# Shocking



## snakeman14 (Apr 17, 2008)

Alright for spring break went to help my dad out at his work up in Blackwater. He is a biologist for the FWC and raises striped bass, hybrid striped bass, white bass and largemouth bass. Well Wed. we went out shocking to try and find a few more brood fish to try and finish up their spawning season.River conditionswere bad;water was to high, muddy, and to cold butwewanted to give it a shot anyways. So heres a few pics.










Heres a pic of the boat, you can see the holding tank with aerator, the two booms with electrodes andthe bow platform. Thewhole system works by using a generator tocreate electricity which is then put though the booster box. The booster box controls the amperage, and the pulses per second given off.The electrical currentflows through the wires in the booms and into the water through the electrodes. The fish are stunned and float up to the surface for easy collection. This is the main method of catching large striped bass, and sampling the local rivers and lakes. 










Here is the booster box.

Alright so my Dad was driving, I was playing asanchor man in case we came across a school of stripers, and Mr.Simmons was on the bow ready with the net.










Here is Mr.Simmons and us taking off. We shocked about a 1 1/2 mile stretch of Blackwater River from the Diversion down. Not a single bass, just plenty of gar, chubs, and cotton fish to go around :banghead

Well at the end of the trip they let me get on the bow and we went into a little flooded slew and ended the day with this stud bluegill.










Hope yall enjoy.


----------



## Huntinman (Aug 12, 2008)

I thought shocking only worked on fish that have no scales i.e. catfish....?


----------



## HateCheese (Oct 2, 2007)

shocking definitely works on fish with scales. took a cool freshwater ecology course years back and we used shocking to do capture and recaptures studies to estimate fish populations.

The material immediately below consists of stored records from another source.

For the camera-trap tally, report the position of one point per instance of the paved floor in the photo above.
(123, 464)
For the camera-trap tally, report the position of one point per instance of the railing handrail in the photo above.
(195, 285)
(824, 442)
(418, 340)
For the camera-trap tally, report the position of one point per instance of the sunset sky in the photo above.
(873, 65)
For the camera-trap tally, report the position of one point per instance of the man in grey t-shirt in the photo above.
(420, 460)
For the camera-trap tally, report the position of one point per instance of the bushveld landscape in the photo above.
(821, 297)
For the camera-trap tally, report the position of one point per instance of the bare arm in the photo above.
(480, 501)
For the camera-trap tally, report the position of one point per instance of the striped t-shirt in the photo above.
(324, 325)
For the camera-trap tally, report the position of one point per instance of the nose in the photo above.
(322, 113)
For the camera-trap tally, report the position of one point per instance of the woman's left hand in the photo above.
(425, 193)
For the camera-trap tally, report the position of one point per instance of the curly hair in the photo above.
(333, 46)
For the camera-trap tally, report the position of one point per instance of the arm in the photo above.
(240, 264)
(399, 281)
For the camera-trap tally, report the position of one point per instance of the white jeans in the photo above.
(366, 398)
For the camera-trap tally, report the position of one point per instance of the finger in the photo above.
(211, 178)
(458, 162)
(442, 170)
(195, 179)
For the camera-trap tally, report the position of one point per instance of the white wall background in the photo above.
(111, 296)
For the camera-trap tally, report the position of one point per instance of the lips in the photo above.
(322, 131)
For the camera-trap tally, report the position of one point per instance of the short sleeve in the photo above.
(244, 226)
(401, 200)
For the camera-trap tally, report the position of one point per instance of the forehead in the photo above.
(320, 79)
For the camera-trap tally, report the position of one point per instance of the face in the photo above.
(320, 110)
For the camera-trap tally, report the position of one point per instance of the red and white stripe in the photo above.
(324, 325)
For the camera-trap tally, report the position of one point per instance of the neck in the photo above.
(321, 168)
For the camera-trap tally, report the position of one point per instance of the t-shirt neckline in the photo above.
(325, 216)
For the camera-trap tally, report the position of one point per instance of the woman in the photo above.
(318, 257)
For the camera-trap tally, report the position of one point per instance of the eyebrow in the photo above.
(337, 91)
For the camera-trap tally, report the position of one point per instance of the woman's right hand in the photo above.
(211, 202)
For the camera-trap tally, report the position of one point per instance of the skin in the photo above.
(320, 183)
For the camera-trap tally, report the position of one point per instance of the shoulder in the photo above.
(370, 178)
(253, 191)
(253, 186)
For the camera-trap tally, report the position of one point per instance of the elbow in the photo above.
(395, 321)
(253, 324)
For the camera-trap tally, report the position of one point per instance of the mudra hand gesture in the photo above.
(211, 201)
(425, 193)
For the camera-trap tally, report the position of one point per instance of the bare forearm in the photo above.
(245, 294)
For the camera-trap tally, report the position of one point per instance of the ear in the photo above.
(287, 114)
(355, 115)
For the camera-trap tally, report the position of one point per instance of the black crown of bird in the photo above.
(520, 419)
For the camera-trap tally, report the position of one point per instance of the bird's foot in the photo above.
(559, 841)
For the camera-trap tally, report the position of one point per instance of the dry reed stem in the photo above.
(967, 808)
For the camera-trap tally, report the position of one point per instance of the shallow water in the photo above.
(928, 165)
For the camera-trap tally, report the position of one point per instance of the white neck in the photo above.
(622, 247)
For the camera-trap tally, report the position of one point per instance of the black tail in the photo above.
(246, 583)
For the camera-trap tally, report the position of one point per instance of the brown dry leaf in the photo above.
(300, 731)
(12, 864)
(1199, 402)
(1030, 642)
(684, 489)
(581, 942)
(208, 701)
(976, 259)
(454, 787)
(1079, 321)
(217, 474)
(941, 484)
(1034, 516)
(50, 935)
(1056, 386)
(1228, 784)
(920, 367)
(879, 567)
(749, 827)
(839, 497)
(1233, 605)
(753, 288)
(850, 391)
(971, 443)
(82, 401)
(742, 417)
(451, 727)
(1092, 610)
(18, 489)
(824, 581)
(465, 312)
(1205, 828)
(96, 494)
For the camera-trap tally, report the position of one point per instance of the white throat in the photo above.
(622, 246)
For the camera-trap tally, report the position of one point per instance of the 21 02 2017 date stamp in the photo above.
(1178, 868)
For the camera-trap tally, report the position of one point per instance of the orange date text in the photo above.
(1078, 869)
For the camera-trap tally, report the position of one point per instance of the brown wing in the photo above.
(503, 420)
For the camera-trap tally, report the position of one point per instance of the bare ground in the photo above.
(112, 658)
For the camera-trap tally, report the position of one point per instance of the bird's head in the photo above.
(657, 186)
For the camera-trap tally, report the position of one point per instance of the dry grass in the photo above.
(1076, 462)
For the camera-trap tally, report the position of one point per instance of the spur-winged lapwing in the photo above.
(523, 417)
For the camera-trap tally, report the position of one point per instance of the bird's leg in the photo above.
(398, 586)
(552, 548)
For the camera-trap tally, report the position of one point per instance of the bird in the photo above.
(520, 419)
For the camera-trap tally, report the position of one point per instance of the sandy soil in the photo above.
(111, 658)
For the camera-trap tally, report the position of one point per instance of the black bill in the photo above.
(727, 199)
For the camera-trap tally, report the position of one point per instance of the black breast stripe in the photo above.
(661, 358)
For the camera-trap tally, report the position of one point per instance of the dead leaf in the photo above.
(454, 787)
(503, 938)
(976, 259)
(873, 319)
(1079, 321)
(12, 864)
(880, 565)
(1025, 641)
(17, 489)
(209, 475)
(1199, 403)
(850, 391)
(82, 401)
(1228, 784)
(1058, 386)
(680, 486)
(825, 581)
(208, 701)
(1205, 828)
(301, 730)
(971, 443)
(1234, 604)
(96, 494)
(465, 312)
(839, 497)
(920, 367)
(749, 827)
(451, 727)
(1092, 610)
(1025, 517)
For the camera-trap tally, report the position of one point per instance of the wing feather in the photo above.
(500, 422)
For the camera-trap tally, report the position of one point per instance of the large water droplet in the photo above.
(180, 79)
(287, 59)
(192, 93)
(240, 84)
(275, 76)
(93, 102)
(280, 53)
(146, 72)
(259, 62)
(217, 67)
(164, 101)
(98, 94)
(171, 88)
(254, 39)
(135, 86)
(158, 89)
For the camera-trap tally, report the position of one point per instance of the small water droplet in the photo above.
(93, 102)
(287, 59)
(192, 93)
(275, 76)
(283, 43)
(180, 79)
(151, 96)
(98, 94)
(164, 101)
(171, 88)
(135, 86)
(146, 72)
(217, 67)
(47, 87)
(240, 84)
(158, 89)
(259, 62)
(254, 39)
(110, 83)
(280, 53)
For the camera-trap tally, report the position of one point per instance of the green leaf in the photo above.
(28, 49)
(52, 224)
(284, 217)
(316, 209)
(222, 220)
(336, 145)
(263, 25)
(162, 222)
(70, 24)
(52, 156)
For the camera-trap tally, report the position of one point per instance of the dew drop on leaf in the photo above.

I've seen plenty of brown trout, carp, etc float on up after getting 'tazed'.


----------



## johnsonbeachbum (Oct 1, 2007)

so with that setup, how far of a reach does that rig have in stunning the fish?


----------



## snakeman14 (Apr 17, 2008)

Yes, shocking can definatly hit fish with scales, it all depends on the amperage and the pulses per second.

Well depending on salinity and water hardness this rig has the ability to shock anything in an eight foot radius.


----------



## Dylan (Apr 15, 2008)

Thats awesome!:letsdrink


----------



## Murphy's Law (Sep 27, 2007)

Coolpost man :clap That would be one hell of a flounder boat :letsdrink


----------



## SolarFlare (Oct 3, 2007)

Great informative post, thanks for the post and pics, do it again when the results turn out a little better!


----------



## Dylan (Apr 15, 2008)

Could you shock people with that thing??


----------



## fishingfromagunship (Oct 26, 2007)

You guys do know that shocked fish become sterile, right?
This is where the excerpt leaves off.